To assess the quality of the blastocysts produced by SeV-assisted fusion and fertilization, Mitalipov and Tachibana compared the spindle transfer blastocysts to a control group of unaltered blastocysts. The researchers found that the spindle transfer blastocysts contained similar numbers of inner cell mass cells and total number of cells compared to the unaltered blastocyst control group. The comparison showed that the blastocysts developed using their technology were as healthy as blastocysts that did not undergo mitochondrial transfer.
To further examine the development potential, Mitalipov and Tachibana isolated embryonic stem cell lines, or cells with the potential to develop into many cell types.
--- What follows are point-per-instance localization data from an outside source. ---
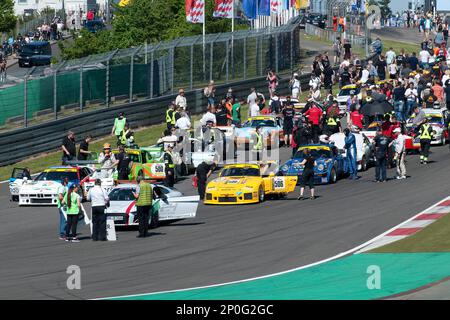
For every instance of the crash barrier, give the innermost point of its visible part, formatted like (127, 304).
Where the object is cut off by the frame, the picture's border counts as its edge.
(330, 35)
(148, 71)
(26, 142)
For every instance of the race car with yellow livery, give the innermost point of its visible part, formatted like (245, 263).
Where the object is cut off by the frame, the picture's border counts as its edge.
(271, 129)
(248, 183)
(147, 162)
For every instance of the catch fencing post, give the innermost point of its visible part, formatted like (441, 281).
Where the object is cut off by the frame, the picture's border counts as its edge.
(107, 77)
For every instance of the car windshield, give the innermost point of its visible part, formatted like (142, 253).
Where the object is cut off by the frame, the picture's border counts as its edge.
(122, 195)
(238, 172)
(261, 123)
(347, 92)
(324, 152)
(30, 50)
(57, 176)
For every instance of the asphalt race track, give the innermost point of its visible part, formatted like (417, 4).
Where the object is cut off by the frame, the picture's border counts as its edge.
(224, 243)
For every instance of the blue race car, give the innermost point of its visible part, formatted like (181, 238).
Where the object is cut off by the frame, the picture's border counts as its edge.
(330, 164)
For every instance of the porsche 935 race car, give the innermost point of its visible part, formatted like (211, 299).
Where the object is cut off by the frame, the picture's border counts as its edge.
(330, 163)
(43, 190)
(168, 204)
(248, 183)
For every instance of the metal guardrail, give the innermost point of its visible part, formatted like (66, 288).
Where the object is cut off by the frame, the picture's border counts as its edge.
(27, 142)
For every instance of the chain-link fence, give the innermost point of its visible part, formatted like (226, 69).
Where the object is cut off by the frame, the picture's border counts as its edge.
(147, 71)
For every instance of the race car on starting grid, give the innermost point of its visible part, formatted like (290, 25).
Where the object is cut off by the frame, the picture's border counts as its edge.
(248, 183)
(271, 128)
(330, 163)
(43, 190)
(168, 204)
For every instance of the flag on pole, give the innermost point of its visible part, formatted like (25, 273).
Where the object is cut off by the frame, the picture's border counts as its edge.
(195, 11)
(223, 9)
(249, 8)
(275, 6)
(264, 7)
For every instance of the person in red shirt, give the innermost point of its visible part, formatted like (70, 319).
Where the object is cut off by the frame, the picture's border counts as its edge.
(386, 126)
(314, 115)
(356, 117)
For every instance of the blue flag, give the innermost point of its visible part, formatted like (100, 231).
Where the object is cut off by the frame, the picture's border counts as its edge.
(264, 7)
(249, 8)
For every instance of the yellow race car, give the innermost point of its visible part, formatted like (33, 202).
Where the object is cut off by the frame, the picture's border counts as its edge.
(248, 183)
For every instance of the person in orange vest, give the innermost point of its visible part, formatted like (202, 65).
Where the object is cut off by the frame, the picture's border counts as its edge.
(334, 23)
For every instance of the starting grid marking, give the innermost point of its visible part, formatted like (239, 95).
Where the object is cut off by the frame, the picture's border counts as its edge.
(411, 226)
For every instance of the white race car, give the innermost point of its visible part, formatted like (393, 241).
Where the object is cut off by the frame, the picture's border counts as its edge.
(43, 190)
(364, 149)
(168, 204)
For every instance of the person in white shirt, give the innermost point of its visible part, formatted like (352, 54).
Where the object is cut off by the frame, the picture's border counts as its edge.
(180, 100)
(390, 56)
(400, 153)
(99, 201)
(183, 123)
(424, 57)
(209, 116)
(169, 139)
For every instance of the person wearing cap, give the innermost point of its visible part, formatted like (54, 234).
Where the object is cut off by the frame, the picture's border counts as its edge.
(169, 167)
(202, 172)
(99, 201)
(350, 147)
(62, 190)
(400, 153)
(425, 132)
(180, 100)
(144, 199)
(119, 125)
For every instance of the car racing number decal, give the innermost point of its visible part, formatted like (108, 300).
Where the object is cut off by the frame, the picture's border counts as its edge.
(278, 183)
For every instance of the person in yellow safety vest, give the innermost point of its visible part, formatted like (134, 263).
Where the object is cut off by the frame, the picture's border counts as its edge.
(169, 165)
(119, 125)
(425, 136)
(170, 116)
(258, 147)
(127, 137)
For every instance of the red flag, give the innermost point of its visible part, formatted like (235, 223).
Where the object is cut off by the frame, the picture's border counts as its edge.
(223, 9)
(195, 11)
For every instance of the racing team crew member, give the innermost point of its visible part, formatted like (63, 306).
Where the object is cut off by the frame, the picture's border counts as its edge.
(99, 200)
(350, 147)
(425, 132)
(202, 173)
(169, 167)
(288, 122)
(119, 125)
(68, 147)
(123, 164)
(144, 200)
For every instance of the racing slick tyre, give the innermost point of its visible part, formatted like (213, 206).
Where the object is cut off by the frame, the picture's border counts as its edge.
(363, 164)
(333, 176)
(154, 221)
(261, 195)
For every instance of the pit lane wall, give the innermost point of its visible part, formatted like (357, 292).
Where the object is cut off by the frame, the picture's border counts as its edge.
(23, 143)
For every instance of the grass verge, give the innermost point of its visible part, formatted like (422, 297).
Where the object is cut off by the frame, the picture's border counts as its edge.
(433, 238)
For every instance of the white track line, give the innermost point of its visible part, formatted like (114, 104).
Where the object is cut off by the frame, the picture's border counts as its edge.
(290, 270)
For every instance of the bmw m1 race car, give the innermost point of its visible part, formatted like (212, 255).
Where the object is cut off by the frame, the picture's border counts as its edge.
(272, 131)
(43, 190)
(330, 164)
(168, 204)
(248, 183)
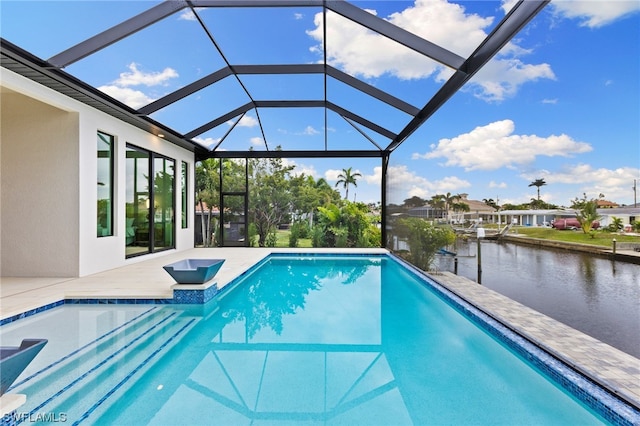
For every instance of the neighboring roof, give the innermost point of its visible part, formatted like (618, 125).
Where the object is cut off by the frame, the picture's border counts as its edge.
(380, 141)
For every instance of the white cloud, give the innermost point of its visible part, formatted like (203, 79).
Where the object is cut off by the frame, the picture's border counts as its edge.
(361, 52)
(306, 169)
(404, 183)
(130, 97)
(495, 146)
(331, 175)
(595, 14)
(245, 121)
(613, 183)
(135, 77)
(208, 142)
(501, 78)
(120, 89)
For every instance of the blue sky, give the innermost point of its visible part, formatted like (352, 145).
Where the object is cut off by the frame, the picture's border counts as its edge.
(560, 102)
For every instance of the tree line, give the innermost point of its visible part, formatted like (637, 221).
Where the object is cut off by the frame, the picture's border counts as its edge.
(277, 196)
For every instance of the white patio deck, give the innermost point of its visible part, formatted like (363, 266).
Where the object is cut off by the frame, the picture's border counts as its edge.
(146, 279)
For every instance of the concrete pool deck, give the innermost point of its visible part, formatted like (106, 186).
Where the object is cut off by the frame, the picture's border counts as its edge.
(144, 278)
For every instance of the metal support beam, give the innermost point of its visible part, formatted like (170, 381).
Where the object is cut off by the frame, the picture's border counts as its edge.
(257, 3)
(366, 123)
(218, 121)
(383, 198)
(118, 32)
(292, 154)
(185, 91)
(372, 91)
(396, 33)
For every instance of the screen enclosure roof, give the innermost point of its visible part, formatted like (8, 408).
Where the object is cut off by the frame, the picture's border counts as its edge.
(227, 78)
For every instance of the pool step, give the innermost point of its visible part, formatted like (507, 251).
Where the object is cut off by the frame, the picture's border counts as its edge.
(78, 384)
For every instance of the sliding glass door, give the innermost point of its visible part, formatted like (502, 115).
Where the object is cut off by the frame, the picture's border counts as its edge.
(150, 203)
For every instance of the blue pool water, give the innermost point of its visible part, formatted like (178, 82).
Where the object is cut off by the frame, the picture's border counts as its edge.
(320, 340)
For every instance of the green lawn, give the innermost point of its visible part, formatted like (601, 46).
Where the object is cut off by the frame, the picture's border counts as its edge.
(601, 238)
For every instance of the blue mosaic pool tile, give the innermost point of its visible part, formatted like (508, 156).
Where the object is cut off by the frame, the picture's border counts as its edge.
(131, 374)
(104, 361)
(195, 296)
(31, 312)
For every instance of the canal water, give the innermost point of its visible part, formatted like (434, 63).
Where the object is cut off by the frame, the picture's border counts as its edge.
(597, 296)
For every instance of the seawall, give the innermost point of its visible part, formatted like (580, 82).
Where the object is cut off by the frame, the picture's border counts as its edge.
(622, 255)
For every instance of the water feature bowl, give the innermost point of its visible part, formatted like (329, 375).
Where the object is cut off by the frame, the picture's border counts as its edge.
(14, 359)
(194, 271)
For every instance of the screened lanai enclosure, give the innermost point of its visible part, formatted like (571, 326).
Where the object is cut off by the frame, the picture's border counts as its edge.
(251, 86)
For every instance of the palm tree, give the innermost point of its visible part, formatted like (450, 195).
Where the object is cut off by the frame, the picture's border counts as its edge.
(538, 183)
(347, 178)
(449, 199)
(588, 215)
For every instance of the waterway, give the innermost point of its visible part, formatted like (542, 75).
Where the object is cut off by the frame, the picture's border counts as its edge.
(597, 296)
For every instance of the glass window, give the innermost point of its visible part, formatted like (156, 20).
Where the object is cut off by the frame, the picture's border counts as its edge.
(150, 210)
(163, 202)
(137, 230)
(105, 184)
(184, 186)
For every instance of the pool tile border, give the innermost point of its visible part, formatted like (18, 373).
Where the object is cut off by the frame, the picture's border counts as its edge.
(601, 400)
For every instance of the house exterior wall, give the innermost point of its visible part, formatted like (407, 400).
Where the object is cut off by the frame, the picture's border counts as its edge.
(63, 152)
(40, 235)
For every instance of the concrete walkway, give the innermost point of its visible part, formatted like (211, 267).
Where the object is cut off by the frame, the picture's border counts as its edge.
(146, 279)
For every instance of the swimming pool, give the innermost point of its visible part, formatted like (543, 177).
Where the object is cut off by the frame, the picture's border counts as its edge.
(298, 339)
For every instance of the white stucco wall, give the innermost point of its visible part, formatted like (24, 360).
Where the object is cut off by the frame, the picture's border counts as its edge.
(76, 165)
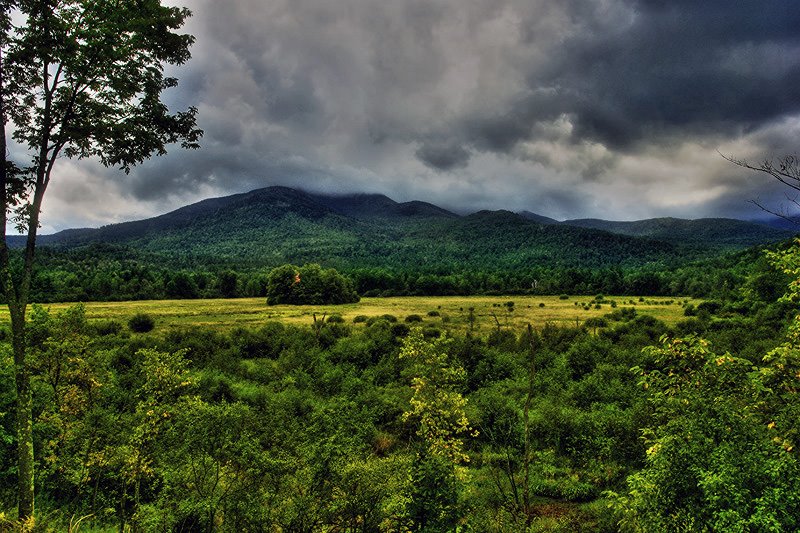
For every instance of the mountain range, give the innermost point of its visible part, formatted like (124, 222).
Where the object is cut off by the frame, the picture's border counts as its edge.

The team isolated them from the spindle transfer blastocysts, as well as from the control group to ensure that the stem cell lines developed into healthy cell lines containing many cell types. Both cell lines exhibited similar levels of pluripotency, or the ability for one type of cell to become many different cell types. The ability of embryonic cells to develop into many cell types is crucial in the development of an embryo.
The researchers then checked to see whether spindle transfer caused chromosome abnormality. Chromosome abnormality occurs when a cell has an abnormal number of chromosomes or when chromosomes are malformed. Observing chromosome abnormality would indicate that the technique damaged chromosomes. The analysis demonstrated that the spindle transfer chromosomes had no abnormalities when compared to the control group.
Next, Mitalipov and Tachibana tested the developmental potential of the spindle transfer blastocysts to see whether they would result in embryos that could be implanted in a female rhesus macaque. They fertilized the spindle transfer blastocysts and transplanted the resulting embryos into the reproductive tracts of two recipient female macaques. On 24 April 2009, the first female macaque, which Tachibana and Mitalipov had implanted with the fertilized egg, gave birth to a set of healthy twin macaques. According to Tachibana, the twins were the first spindle transfer animals to be born with healthy mitochondrial DNA. On 8 May 2009, the second pregnant macaque gave birth to a healthy infant. The three infants were all of healthy birth weight and size. Mitalipov and Tachibana concluded that karyoplasts could be successfully isolated and transplanted into healthy, enucleated oocytes.
Finally, the team sought to determine if any mutated mitochondrial DNA had managed to form in the mitochondrial DNA of the resulting offspring. Mitalipov, Tachibana, and their team found that the nuclear DNA of the offspring matched the genome of the spindle-donor animals. Further, they confirmed that damaged mitochondrial DNA was not present in the mitochondria of the offspring.
Overall, the results of the experiment showed that scientists could replace mutated mitochondrial DNA in mature eggs using the spindle transfer technique. Mitalipov states that the technology has the potential to eliminate the chances of a woman affected by a mitochondrial disease passing the mutation on to her offspring. Although the experiment documented the first case of spindle transfer in rhesus macaques, Mitalipov argues that one day the technology could be applied to humans. The technology can serve as a new therapeutic approach to eliminating the mitochondrial disease before the offspring are born.